Very few jellyfish are actually edible. The scyphozoan jellyfish (about 12 of the 85 species or so) are one of the more popular jellyfish often harvested for food. Most of the harvesting takes place in locations such as Southeast Asia. Fisheries have also begun harvesting the American cannonball jellyfish located along the southern Atlantic coast of the United States and in the Gulf of Mexico to export to Asia because they are larger with more rigid bodies and their toxins are harmless to humans, making them a favored meal when compared to other types of jellyfish.
Traditional processing methods are carried out by a “jellyfish master” and involve a multi-phase procedure that takes 20-40 days. During this procedure the gonads and mucous membranes are removed, and then the umbrella and oral arms are treated with a mixture of table salt and alum then compressed. Processing reduces liquefaction, odor, and the growth of spoilage organisms and also makes the fish drier and more acidic which in turn produces a crunchy, crisp texture.

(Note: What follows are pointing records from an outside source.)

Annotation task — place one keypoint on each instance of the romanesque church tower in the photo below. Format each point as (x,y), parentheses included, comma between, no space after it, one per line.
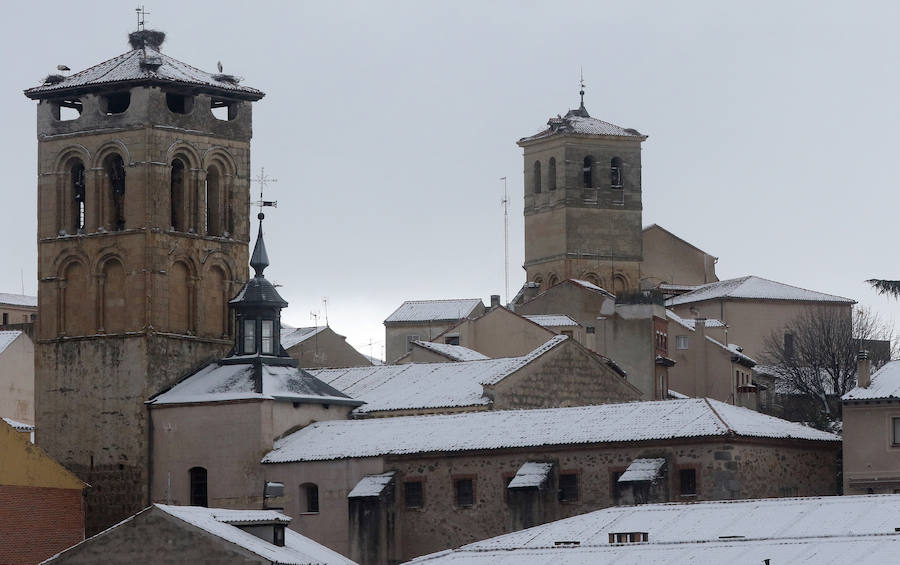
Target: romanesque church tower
(583,202)
(143,231)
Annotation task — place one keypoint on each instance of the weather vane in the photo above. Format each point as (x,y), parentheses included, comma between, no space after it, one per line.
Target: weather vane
(262,180)
(141,13)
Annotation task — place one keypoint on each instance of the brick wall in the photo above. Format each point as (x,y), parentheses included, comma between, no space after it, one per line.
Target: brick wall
(37,522)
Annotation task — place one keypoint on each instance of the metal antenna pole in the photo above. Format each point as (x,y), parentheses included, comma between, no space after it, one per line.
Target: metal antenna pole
(505,204)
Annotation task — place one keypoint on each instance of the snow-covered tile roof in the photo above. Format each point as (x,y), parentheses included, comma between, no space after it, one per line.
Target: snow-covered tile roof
(220,382)
(19,426)
(636,421)
(426,385)
(18,299)
(822,530)
(752,287)
(642,470)
(732,348)
(371,485)
(885,383)
(552,320)
(297,549)
(453,352)
(433,310)
(292,336)
(129,68)
(691,323)
(530,474)
(7,337)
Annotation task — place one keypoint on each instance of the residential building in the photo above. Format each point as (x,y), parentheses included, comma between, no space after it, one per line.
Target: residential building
(422,320)
(320,346)
(188,534)
(41,503)
(441,481)
(143,224)
(831,530)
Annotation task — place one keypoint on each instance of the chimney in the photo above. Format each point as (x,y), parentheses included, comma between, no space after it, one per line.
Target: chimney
(863,369)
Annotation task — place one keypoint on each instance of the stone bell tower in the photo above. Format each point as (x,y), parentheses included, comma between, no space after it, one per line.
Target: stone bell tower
(583,202)
(143,231)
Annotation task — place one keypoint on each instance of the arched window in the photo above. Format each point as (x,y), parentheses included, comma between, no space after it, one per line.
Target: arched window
(588,171)
(616,173)
(115,172)
(551,174)
(198,487)
(309,498)
(76,180)
(176,195)
(213,202)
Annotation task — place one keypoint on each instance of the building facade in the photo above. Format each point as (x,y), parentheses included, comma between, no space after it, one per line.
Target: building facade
(143,194)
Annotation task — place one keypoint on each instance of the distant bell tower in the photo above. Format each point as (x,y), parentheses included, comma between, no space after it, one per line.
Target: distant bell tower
(143,231)
(583,202)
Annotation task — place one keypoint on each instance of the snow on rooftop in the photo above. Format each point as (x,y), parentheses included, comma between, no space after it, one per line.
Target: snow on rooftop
(371,485)
(453,352)
(531,474)
(426,385)
(753,287)
(297,549)
(552,320)
(822,530)
(885,384)
(642,470)
(220,382)
(434,310)
(18,299)
(293,336)
(7,337)
(636,421)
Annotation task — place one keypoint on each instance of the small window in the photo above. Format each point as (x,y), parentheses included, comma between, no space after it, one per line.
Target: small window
(465,492)
(551,174)
(568,487)
(268,329)
(309,498)
(687,480)
(179,103)
(895,421)
(198,486)
(588,171)
(413,494)
(249,336)
(616,173)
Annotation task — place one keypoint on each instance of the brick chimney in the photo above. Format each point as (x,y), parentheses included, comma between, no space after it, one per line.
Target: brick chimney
(863,369)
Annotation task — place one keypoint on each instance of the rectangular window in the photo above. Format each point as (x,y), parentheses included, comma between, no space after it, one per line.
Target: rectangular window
(268,331)
(568,487)
(249,336)
(465,492)
(896,436)
(413,494)
(687,480)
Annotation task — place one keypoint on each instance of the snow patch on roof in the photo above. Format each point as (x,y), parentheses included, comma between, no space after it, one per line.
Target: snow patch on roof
(753,287)
(433,310)
(371,485)
(636,421)
(426,385)
(454,352)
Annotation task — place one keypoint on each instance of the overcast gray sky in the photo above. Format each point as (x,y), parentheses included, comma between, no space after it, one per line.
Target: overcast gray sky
(772,132)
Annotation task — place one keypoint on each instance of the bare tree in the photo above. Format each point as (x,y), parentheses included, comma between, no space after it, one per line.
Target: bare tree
(814,359)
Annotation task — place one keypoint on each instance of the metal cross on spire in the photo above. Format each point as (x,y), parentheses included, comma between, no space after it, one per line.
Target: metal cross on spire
(262,180)
(141,13)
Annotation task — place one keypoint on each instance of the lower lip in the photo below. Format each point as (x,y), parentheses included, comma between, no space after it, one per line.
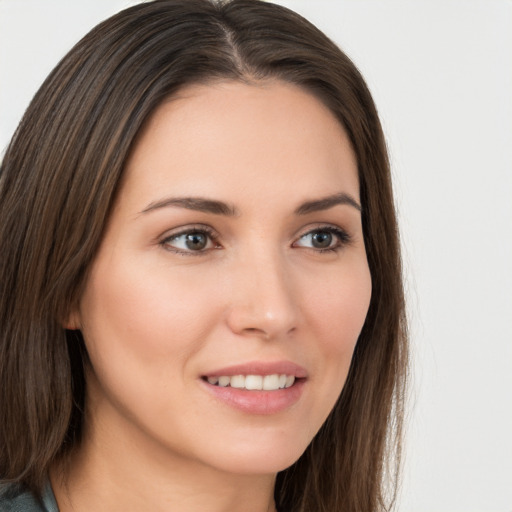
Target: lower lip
(258,402)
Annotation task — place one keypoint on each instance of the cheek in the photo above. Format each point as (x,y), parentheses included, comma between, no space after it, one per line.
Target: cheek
(139,318)
(337,314)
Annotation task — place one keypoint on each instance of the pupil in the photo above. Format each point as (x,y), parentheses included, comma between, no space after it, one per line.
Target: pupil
(322,239)
(196,241)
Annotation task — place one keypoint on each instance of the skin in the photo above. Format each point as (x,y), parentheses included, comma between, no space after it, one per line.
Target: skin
(157,316)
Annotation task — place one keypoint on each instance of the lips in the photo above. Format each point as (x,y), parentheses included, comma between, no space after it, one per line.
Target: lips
(257,387)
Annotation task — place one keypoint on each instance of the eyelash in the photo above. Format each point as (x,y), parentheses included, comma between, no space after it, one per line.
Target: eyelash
(343,239)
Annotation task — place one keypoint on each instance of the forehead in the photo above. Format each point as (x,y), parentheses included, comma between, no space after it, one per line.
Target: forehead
(227,137)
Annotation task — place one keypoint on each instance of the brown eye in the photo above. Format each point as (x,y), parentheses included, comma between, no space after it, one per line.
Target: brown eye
(196,241)
(321,239)
(191,241)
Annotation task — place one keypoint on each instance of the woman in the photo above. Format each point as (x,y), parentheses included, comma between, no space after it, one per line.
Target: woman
(202,305)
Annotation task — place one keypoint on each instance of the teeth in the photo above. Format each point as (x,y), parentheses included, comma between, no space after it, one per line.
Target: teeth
(254,382)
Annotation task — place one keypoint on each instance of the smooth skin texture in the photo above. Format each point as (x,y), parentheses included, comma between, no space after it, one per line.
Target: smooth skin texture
(176,292)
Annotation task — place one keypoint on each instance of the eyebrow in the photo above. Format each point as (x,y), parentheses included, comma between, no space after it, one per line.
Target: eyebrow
(201,204)
(194,203)
(327,202)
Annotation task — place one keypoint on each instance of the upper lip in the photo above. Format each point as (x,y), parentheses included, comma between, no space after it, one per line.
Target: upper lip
(260,368)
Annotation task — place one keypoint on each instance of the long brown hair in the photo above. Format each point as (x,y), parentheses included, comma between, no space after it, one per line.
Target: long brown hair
(58,182)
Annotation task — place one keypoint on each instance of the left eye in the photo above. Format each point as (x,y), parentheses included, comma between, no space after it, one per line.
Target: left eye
(324,238)
(191,241)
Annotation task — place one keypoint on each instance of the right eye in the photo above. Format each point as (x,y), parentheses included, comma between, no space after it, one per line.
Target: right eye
(190,241)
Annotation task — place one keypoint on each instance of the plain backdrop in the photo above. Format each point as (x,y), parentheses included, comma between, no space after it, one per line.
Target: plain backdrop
(441,75)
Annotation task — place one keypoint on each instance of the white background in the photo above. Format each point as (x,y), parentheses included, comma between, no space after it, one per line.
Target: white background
(441,75)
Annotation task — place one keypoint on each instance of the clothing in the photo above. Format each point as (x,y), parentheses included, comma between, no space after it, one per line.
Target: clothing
(14,498)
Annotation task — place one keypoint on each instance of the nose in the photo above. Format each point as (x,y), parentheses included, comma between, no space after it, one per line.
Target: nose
(263,302)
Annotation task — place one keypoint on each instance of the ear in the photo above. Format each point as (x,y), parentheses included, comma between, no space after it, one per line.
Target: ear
(72,322)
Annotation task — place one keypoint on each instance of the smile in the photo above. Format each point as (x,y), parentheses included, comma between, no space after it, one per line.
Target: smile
(272,382)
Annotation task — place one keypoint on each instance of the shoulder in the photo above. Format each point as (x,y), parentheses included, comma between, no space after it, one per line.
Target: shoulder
(15,498)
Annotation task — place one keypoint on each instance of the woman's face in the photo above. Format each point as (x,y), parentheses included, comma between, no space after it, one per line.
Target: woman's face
(234,259)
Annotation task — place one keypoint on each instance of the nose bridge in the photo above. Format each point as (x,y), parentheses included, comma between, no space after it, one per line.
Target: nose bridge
(263,299)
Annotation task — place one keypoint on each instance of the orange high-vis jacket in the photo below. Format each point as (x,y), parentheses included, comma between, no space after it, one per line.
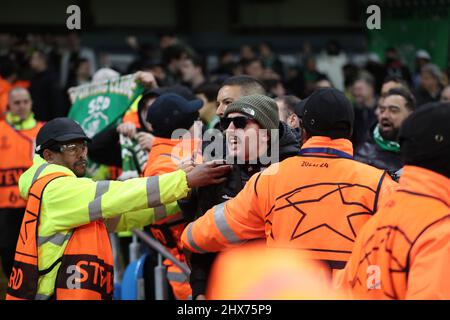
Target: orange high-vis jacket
(17,150)
(164,157)
(317,202)
(255,272)
(88,252)
(404,251)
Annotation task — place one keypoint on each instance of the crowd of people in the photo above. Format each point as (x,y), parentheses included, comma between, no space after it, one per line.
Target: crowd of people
(346,162)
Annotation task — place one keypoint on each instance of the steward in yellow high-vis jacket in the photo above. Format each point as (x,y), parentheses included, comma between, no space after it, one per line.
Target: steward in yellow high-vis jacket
(63,251)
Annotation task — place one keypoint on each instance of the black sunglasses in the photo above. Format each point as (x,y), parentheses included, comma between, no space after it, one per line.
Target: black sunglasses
(239,122)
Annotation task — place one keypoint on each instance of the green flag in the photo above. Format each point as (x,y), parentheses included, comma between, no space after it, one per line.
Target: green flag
(134,158)
(96,106)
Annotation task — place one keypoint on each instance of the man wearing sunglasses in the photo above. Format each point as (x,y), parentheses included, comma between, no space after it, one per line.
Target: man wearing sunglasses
(249,123)
(316,202)
(68,217)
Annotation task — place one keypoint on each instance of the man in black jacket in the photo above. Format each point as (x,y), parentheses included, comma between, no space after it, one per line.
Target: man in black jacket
(382,149)
(250,118)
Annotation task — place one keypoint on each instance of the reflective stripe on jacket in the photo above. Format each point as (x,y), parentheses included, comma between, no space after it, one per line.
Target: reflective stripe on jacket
(70,202)
(404,251)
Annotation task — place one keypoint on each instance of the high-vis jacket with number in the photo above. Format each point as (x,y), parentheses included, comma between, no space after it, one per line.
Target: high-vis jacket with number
(17,150)
(70,204)
(164,157)
(317,202)
(403,252)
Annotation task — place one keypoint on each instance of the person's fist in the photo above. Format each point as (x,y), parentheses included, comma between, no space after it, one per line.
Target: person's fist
(128,129)
(147,79)
(186,165)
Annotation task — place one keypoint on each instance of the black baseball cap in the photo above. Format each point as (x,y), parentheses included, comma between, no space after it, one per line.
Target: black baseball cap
(327,112)
(59,130)
(425,137)
(299,108)
(171,111)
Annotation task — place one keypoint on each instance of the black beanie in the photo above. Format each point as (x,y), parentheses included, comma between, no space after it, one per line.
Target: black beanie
(425,138)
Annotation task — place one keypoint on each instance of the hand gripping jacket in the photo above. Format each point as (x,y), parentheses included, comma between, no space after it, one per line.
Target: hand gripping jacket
(403,251)
(86,271)
(17,149)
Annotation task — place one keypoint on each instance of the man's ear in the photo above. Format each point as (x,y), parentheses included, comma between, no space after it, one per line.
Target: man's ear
(292,121)
(47,155)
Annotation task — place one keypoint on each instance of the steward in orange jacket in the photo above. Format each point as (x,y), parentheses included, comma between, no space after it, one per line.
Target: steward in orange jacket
(404,251)
(317,201)
(168,113)
(17,139)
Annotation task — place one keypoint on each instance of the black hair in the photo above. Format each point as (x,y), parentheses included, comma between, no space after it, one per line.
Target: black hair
(396,79)
(290,101)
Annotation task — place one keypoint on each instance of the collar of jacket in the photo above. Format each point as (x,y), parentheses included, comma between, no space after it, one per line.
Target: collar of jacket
(343,145)
(426,181)
(18,124)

Jellyfish that are prepared this way retain 7-10% of their original weight the processed product contains approximately 94% water and 6% protein. Freshly processed jellyfish often has a white creamy color and will turn yellow or brown during prolonged storage. Despite their high water content, these creatures are actually quite nutritious. They are almost completely free of cholesterol, calories, carbohydrates and saturated fats.
In China, jellyfish are processed by being desalted first by being soaked in water overnight and then eaten raw or cooked. The jellyfish dish is often served shredded up with a dressing of oil, soy sauce, vinegar, and sugar. Or it is sometimes served as a salad with vegetables. In Japan, cured jellyfish are rinsed and then cut into strips and served along with vinegar as an appetizer. Desalted, ready to eat products are also another popular choice available for consumption. Some individuals prefer to cook jellyfish and then let it sit in cold water for about 8 hours, blanch it and add some seasonings to it. It is very important to keep cooked and raw jellyfish apart from each other. Even though they mostly contain water, they are still able to hold the same type of bacteria as other meats.